Active Spectrum unveiled the Benchtop Micro-ESR, a low-cost, personal-sized electron spin resonance spectrometer for measuring the type and concentration of free radicals. The Micro-ESR was originally developed for the Navy to monitor oxidation and soot content in ship motor oil. But it’s now being targeted for general-use diagnostic testing and for academic research and teaching labs. Much smaller than conventional ESR instruments, which can take up most of a small room, the Micro-ESR has simple sample-tube insertion and operates at 3.4 or 9.5 GHz with a magnetic field sweep range of up to 400 gauss with submicromolar sensitivity. Applications include testing motor oil and lubricants in auto shops; monitoring asphaltene and vanadium compounds in crude oil production; spin-trapping experiments for shelf-life analysis of beer, wine, vegetable oils, and solid foods; and spin-trapping of NO <sub>x </sub> and RO x species in biomedical research. Active Spectrum also offers an on-line Micro-ESR for continuous, real-time process measurement of free radicals.
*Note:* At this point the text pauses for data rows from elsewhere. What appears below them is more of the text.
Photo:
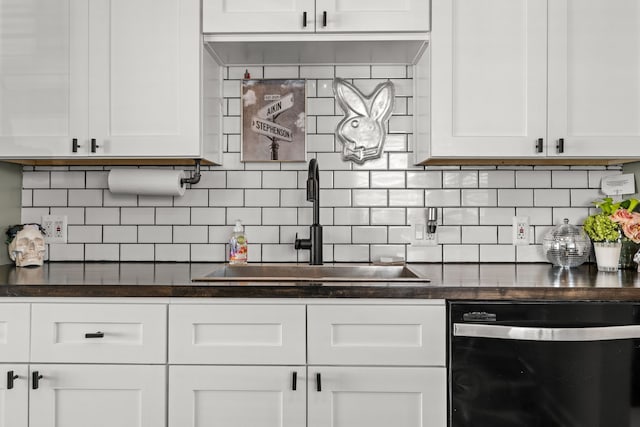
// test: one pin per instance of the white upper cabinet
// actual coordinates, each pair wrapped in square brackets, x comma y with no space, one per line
[531,80]
[101,79]
[594,78]
[285,16]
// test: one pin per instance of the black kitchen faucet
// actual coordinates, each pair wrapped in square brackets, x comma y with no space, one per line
[314,242]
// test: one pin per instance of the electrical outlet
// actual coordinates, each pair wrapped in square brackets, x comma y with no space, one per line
[521,230]
[55,227]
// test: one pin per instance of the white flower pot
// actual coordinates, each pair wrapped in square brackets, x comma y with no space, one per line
[607,255]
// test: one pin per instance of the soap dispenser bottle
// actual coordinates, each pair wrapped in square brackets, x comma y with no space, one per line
[238,245]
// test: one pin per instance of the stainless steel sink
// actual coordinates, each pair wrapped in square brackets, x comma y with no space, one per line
[311,273]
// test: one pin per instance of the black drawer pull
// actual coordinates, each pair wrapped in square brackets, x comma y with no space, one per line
[11,377]
[35,379]
[94,335]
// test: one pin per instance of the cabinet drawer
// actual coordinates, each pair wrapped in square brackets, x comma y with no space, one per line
[376,335]
[99,333]
[237,334]
[14,332]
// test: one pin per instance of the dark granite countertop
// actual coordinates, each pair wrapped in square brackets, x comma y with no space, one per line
[448,281]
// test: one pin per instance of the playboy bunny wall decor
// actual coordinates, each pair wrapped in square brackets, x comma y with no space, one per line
[363,129]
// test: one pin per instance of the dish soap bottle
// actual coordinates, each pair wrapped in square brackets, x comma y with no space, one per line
[238,245]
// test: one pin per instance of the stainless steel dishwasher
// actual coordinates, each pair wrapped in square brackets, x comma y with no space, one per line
[542,364]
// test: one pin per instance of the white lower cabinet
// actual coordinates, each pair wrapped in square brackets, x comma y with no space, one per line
[368,365]
[14,395]
[237,396]
[97,396]
[377,396]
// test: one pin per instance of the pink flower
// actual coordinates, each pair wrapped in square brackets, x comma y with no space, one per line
[629,222]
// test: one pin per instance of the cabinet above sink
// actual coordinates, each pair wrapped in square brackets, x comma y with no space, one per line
[315,32]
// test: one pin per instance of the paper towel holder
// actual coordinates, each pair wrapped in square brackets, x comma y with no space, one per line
[195,178]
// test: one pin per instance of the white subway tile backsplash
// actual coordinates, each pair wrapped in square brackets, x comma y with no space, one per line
[66,252]
[50,198]
[406,198]
[261,198]
[155,234]
[279,216]
[190,234]
[144,252]
[497,253]
[388,216]
[207,216]
[569,179]
[138,215]
[460,179]
[102,216]
[32,179]
[386,179]
[369,234]
[461,253]
[551,197]
[479,197]
[120,234]
[513,197]
[172,216]
[533,179]
[102,252]
[173,253]
[480,234]
[67,179]
[437,198]
[496,179]
[84,234]
[351,253]
[351,216]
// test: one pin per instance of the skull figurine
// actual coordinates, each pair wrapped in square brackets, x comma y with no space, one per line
[27,247]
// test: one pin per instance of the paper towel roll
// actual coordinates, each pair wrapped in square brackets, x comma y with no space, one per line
[149,182]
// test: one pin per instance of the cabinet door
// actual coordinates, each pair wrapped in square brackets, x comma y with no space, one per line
[372,15]
[14,397]
[377,397]
[98,396]
[14,332]
[488,78]
[237,396]
[43,76]
[594,77]
[144,78]
[257,16]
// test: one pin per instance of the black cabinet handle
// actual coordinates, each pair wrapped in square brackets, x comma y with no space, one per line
[35,379]
[10,378]
[94,335]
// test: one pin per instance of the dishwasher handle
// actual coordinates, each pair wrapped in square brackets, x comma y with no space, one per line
[522,333]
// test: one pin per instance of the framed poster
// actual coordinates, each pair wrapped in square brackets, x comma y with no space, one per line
[274,121]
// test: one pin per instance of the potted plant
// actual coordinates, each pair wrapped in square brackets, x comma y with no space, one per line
[604,230]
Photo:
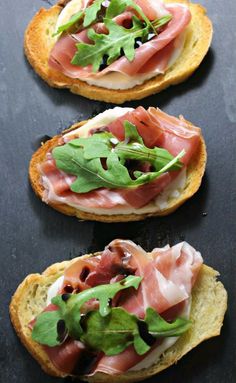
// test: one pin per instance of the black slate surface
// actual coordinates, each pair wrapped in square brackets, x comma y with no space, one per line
[34,236]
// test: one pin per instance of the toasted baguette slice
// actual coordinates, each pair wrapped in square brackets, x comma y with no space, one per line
[195,172]
[38,43]
[209,303]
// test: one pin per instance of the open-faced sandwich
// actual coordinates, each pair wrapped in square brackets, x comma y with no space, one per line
[117,50]
[121,315]
[122,165]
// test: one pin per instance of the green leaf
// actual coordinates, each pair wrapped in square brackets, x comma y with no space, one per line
[116,7]
[82,158]
[45,328]
[158,327]
[69,305]
[91,12]
[103,293]
[162,21]
[133,148]
[119,39]
[98,145]
[113,333]
[77,17]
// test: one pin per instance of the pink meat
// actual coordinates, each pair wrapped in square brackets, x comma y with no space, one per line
[148,56]
[157,129]
[168,277]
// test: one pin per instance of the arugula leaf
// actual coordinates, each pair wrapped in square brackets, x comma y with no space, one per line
[113,333]
[73,20]
[110,330]
[45,330]
[119,39]
[116,7]
[91,12]
[133,148]
[162,21]
[82,158]
[158,327]
[96,146]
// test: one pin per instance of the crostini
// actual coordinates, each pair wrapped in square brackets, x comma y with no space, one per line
[116,51]
[152,307]
[122,165]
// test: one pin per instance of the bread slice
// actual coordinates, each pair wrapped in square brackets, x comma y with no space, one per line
[195,172]
[38,43]
[209,303]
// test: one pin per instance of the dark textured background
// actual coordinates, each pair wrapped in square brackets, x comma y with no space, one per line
[34,235]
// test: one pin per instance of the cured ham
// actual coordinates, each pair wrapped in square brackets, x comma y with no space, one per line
[152,56]
[157,129]
[168,276]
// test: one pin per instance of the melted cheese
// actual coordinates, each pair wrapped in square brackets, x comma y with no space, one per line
[54,289]
[67,12]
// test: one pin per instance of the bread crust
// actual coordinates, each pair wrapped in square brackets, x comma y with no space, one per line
[209,303]
[195,172]
[38,44]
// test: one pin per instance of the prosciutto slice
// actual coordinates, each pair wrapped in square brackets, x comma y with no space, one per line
[168,277]
[153,55]
[157,129]
[181,265]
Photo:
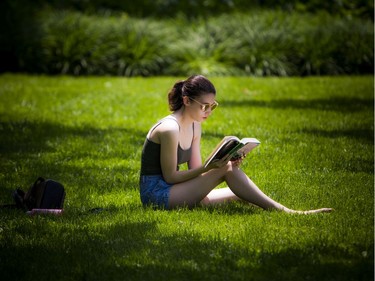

(4) Horiba Scientific premiered the AquaLog spectrofluorometer, the first instrument capable of simultaneously measuring both absorbance spectra and fluorescence spectra. This combination enables faster excitation-emission matrices spectroscopy (EEMS) for water-quality research to identify and quantify the components of natural and man-made chromophoric dissolved organic matter (CDOM), which includes humic acid, chlorophyll, gasoline, and agricultural chemical residues. EEMS on conventional instruments can take hours to scan the full emission spectrum at each increment of the excitation wavelength, but the AquaLog can acquire the full emission spectrum in one shot—it is about 100 times faster than other fluorescence instruments. AquaLog’s features include a 150-W xenon lamp with enhanced UV output, double-excitation monochromator for stray-light rejection, photodiode array detector for absorbance spectra, and thermoelectric-cooled charge-coupled device (CCD) array detector for collecting rapid emission spectra. The software comes with a suite of National Institute of Standards & Technology spectral calibration and correction procedures.

(5) Spectro Analytical Instruments highlighted a new generation of the Spectro Midex microsized X-ray fluorescence spectrometer, which is faster and easier to use than its predecessors. The instrument comes with an air-cooled low-power X-ray tube and a silicon drift detector capable of processing up to 250,000 pulses per second. The Spectro Midex was designed particularly for the electronics, precious metals, automotive, and aerospace industries, as well as forensic laboratories. With its mapping feature, the instrument is useful for examining printed circuit boards and searching for defects in finished automotive components. One surprising application, according to the company, stems from the recent skyrocketing price of gold, which has revitalized the scrap gold industry. Traditionally, gold brokers use a flame test, acid test, or conductivity meter to test for gold purity to determine buying price from pawn shops, Internet marketers, and jewelers. But the Spectro Midex is now capable of getting within about 0.2% accuracy of the standard gold assays. This capability is allowing pawn shop owners and jewelers to cut out brokers and pocket more money by conducting their own assays and selling straight to gold refiners.

DANI Instruments exhibited the Master TOF GC/MS system, which couples a fast gas chromatograph with one of the fastest scanning mass spectrometers on the market—up to 1,000 spectra per second over a 1,024-dalton mass range. The mass spectrometer uses orthogonal acceleration optics with a 16-cm flight tube and reflectron to generate a 32-cm ion path and mass resolving power of 1,500—all in a compact benchtop system. Other key components of the Master TOF include a fast heating and cooling GC oven that permits high sample throughput via an autosampler, and deconvolution software that allows tightly bunched peaks to be resolved and characterized. The instrument is geared toward GC and GC/GC analysis of chemically complex samples such as wines, perfumes, biodiesel, and pesticide residues in foods.